Tássia - Um dia, acordei com urna sensação estranha no peito e disse para meu marido que teria de ser operada. Não deu outra. Acontecem coisas estranhas assim. Aos 17 anos, ouvi uma voz que me dizia que eu iria morrer aos 35 e morri porque, quando completei 35, minha filha faleceu. De alguma forma, eu morri. Além disso, naquela mesma época, meu pai faleceu e meu ex-sogro, que é meu amigo, caiu e está há dois anos em coma. Depois que Maria Júlia virou estrelinha, eu me separei. Queria entender por que nós duas fomos as escolhidas e não tenho medo de fazer regressão.

Estado - Está difícil fazer a novela?

Tássia - Um pouco. Houve cenas em que tive de me emocionar e não queria me lembrar de Maria Júlia para isso. Mas quando ia me concentrar, ela me vinha à cabeça. Aí, tive um bloqueio: o choro vinha e não saía. Até que um dia, no meio da gravação, o diretor Ricardo Waddington parou tudo e me deu um abraço. O choro veio logo.

Estado - Seus trabalhos têm apelo sensual forte. Este também?

Tássia - Esse tem, mas é uma sensualidade discreta, de uma mulher apaixonada.

Estado - Se tivesse de fazer um papel sensual, agora, teria problemas?

Tássia - Nem, um pouco, pois todos os trabalhos que fiz desse tipo não tiveram nada de grotesco.

Estado - Por conta dessas personagens, você se tornou objeto de desejo. Como encara isso?

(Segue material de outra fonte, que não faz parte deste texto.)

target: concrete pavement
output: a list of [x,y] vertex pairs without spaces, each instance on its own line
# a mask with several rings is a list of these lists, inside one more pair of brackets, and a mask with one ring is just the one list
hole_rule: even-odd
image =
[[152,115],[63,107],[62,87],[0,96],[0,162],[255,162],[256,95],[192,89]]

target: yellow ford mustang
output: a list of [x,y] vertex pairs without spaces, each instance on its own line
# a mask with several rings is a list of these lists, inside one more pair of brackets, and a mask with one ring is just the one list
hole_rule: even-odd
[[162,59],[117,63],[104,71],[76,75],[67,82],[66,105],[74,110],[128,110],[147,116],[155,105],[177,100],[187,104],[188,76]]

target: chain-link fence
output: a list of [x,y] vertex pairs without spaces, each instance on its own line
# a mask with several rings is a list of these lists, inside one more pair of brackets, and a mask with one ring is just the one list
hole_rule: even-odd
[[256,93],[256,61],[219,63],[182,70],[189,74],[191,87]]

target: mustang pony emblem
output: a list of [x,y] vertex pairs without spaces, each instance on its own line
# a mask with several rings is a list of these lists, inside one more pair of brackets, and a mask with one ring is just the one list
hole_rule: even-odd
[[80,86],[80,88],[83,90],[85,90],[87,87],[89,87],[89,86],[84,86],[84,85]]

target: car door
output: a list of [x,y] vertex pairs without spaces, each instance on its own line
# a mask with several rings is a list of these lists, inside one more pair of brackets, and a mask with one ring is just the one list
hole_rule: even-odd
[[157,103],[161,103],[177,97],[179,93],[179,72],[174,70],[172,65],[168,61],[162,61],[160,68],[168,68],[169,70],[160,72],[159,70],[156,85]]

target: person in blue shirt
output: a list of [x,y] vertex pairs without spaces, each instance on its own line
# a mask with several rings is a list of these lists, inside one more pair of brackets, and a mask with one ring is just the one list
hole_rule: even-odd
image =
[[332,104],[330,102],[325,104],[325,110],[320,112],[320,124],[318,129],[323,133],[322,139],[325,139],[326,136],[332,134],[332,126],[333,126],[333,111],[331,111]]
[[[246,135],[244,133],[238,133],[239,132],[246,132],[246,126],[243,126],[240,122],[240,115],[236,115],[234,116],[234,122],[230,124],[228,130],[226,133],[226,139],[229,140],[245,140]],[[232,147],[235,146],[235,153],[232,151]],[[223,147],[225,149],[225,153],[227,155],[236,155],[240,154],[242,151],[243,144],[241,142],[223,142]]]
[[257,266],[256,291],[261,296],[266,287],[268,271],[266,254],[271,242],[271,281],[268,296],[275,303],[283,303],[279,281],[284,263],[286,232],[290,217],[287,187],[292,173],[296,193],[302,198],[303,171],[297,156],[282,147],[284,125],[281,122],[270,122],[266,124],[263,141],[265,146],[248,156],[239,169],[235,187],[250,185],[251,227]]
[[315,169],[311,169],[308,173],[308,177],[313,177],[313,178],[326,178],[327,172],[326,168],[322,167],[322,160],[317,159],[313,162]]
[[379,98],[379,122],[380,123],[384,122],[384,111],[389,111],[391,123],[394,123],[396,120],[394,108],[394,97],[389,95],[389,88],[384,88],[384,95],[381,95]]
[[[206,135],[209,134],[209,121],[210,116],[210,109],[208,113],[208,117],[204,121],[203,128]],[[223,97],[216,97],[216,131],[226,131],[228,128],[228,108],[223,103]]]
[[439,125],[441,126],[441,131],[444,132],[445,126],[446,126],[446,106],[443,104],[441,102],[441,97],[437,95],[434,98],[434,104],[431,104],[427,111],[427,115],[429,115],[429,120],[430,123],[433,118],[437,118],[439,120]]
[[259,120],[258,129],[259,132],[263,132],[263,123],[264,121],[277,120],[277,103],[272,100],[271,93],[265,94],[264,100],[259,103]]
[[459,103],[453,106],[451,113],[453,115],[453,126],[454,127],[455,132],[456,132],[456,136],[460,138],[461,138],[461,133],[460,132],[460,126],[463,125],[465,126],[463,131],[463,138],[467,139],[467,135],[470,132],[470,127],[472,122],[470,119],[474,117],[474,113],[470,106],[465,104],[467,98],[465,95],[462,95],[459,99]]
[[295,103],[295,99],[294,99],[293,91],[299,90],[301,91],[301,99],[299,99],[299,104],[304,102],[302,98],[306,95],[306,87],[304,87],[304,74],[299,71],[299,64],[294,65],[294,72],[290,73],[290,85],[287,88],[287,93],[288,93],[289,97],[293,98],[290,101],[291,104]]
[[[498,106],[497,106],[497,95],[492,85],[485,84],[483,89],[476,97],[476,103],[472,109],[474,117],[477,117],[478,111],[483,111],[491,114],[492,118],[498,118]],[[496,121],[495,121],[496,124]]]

Tássia - É mesmo? Aos 35 anos, será que ainda sou? Meu filho diz que sou uma adolescente gostosa. Para quem teve três filhos, acho que estou inteira. Ouço dizerem que sou bonita, mas acho que é uma forma de carinho.

Estado - Você se acha bonita?

Tássia - Eu me acho normal. Tenho um metro e meio, não uso saltos, minhas unhas são curtas e não uso maquiagem. De qualquer maneira, o amadurecimento muda as pessoas. Não tenho mais vontade de usar shortinhos como aos 22 anos. O corpo até permite, mas não me sinto bem.

Estado - O fato de no elenco da novela existir vários espiritualistas ajuda ou atrapalha? Por exemplo, vocês se preocupam se a história está falando bobagem?

Tássia - Mas o Walther Negrão também é kardecista. Ele sabe sobre o que está escrevendo e isto nos dá segurança. Não tem abobrinha no texto.

Estado - O que a levou ao kardecismo?

Tássia - Primeiro, me tornei Rosa Cruz, filosofia que defende a reencarnação. Meu ex-marido já era, fui com ele e me interessei. O kardecismo eu conheci mais tarde, levada por um amigo, na época de Maria Júlia.

Estado - Você mudou muito?

Tássia - Estou mais quieta, ouvindo mais, mais magra. Mas as pessoas esperavam me encontrar mais abatida e estão me dizendo que estou bem, que até remocei. No trabalho, dizem que estou menos ansiosa.

Estado - Isso faz com que busque coisas diferentes para a sua carreira?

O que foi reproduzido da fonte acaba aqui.